I stood in a doorway, watching Lieutenant Colonel Samuel Harding pawing through boxes of files while Big Mike stood with his hands on his hips, shaking his head sadly.
“Colonel, I’m telling you I looked everywhere. They ain’t here.”
“Then goddamn it, Big Mike, find them.” Harding tossed piles of folders on a table, looking for some paperwork that was probably destined to sit gathering dust in a file folder until the next war came along. I thought about backing up and getting the hell out, but Big Mike saw me.
“Billy! I mean, Lieutenant. Good to see you. Come in, we’re getting set up here. Nice place, huh?”
Big Mike was big. So big, I was surprised he could find a uniform to fit into. Six feet plus, and about as broad in the shoulders. Big, beefy arms. He was a brother officer in civilian life. Somewhere, there was a piece of paper that designated me as part of General Eisenhower’s Office of Special Investigations. Me, Kaz before the Poles called him back, Diana when she was detached from the SOE, and Big Mike. Colonel Harding kept an eye on us. We didn’t have a plaque on the door, and you wouldn’t find us on any Army Table of Organization, and Uncle Ike thought it was best that way. When he needed us, it was to get things done quietly. Like with the dead Russian. When he didn’t, Harding always had a job waiting. He was in Intelligence, specializing in relations with our Allies. It made for interesting work.
“Yeah, Big Mike. Reminds me of city hall. Colonel,” I said, nodding my head toward Harding. You were supposed to stand to attention and salute when reporting for duty, but I thought Harding might be steamed enough at losing his precious files that he wouldn’t care. I hated saluting.
“You look like hell, Boyle.

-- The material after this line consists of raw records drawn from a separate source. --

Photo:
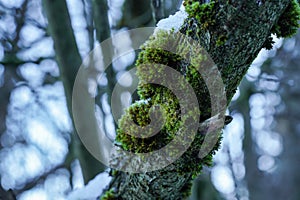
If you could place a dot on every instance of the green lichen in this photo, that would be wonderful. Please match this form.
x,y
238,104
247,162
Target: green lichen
x,y
203,13
109,195
221,40
149,67
268,43
288,22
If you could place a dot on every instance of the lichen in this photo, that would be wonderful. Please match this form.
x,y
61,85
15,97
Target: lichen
x,y
203,13
149,66
109,195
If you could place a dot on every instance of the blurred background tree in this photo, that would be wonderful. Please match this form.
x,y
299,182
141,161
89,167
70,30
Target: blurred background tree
x,y
41,156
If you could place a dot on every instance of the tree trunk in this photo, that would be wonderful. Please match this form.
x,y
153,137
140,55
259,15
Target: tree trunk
x,y
232,32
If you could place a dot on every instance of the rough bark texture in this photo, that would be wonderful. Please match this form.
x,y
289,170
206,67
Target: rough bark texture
x,y
233,33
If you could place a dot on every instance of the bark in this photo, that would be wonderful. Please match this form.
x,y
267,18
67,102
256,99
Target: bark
x,y
245,25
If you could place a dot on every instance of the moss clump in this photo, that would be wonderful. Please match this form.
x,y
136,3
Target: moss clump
x,y
176,52
204,13
288,22
268,43
109,195
221,40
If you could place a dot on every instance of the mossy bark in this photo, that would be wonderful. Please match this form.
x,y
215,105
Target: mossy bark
x,y
233,33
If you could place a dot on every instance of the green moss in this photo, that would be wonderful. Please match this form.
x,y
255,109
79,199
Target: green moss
x,y
268,43
109,195
288,22
221,40
203,13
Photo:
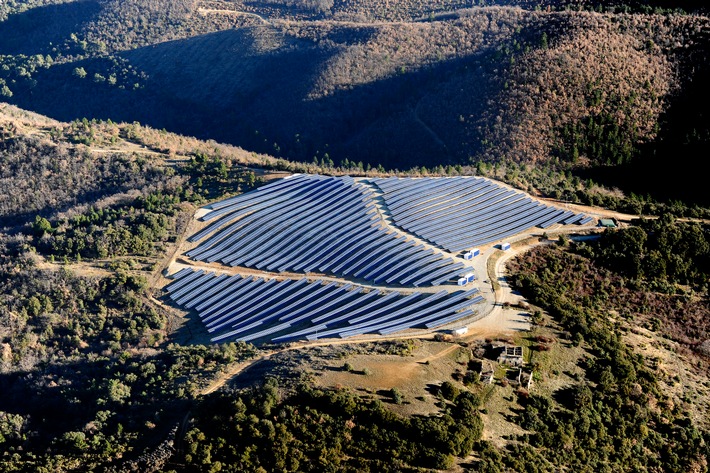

Have you been on a bender for the last couple of days?”
“No sir, Colonel. I’ve been on the case. I had to keep up with some Polish officers making toasts last night. All in the line of duty.”
“Polish wodka?” Big Mike asked, a grin spreading across his face. “With Kaz?”
“Yes,” I said, my stomach turning at the memory. Big Mike was angling for an invite to a repeat performance. He and Kaz were quite a combination. A big American Polack working stiff and a small, thin, aristocratic Polish baron, who, for some reason, had hit it off. But I wasn’t in the mood for another bout with the bottle.
“You have anything to report, Boyle? Anything other than your level of alcohol consumption?” As usual, Harding was short-tempered. I was beginning to think I should have saluted.
“I’ve met with the Scotland Yard detectives on the case. I need to get up to High Wycombe, Eighth Air Force HQ, and find out what the Russian Air Force officers are up to. Can I get a jeep, and maybe Big Mike to drive me up there?”
“You’d do me a favor to get him out of here. Then maybe I can find half the stuff we shipped from Algiers. Go.”
Big Mike didn’t waste any time grabbing his jacket and cap.